I am in the process of setting up a test account with HSBC and the site will be hosted on a dedicated Linux server.
It would be great to get some more information regarding your progress todate and I would be happy to help, where I can (I'm more PHP hacker rather than coder i'm afraid).

I note above that you are having difficulty setting up a test server - due to a clients sites being live - let me know if I can be of help here.

With regards to your question above re the payment processor being only one piece of code --
I have , in the past, used the paypal module for payment processing  - this is in 3 steps - not sure if this will help you in any way ??

1 - Various data posted to paypal (albeit some in hidden, unsecure form fields)
2 - Payment made on paypal
3 - Code returned to phpshop to confirm payment / change order staus etc.

I have yet to look at the payment processor code and HSBC process in any detail, but image that it it not a simple 'forms' type interface (ala paypal, protx forms etc) - hence the above will not be helpful.

If I can help with testing / any other way, just let me know.

Regards


stovesy

Here's what I have so far.



[attachment deleted by admin]

stovesy

I'm starting to get this after looking at a load of Soerens code.

We've gotta use the 'payment_extrainfo' field to pass our form to the CPI. I installed the ps_pbs payment processor. What happens is the order completes in the phpShop system, then the code in the 'extra_info' field gets evaluated and any output is displayed at the bottom of the 'ThankYou' page.

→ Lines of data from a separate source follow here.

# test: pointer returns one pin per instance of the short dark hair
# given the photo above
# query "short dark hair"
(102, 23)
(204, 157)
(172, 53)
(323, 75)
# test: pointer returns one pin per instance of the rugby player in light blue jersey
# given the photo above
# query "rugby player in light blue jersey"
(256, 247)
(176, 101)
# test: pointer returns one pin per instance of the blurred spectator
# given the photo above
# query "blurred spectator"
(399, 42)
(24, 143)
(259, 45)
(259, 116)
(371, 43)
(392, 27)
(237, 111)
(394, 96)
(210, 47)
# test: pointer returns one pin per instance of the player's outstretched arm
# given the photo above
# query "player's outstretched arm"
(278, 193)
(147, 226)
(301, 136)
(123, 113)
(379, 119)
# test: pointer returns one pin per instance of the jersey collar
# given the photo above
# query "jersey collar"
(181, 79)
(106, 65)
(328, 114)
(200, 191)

(This is a little wrong really - because the payment may not go through - so the order is not complete) CPI is also able to return a payment status.. but anyway.

What needs to happen, is instead of posting the CPI variable directly, we need to get all that info into a form which is defined in the 'extra_info' field.

Just have a look at the 'ps_pb.php' file in admin-components-com_phpshop-classes-payment.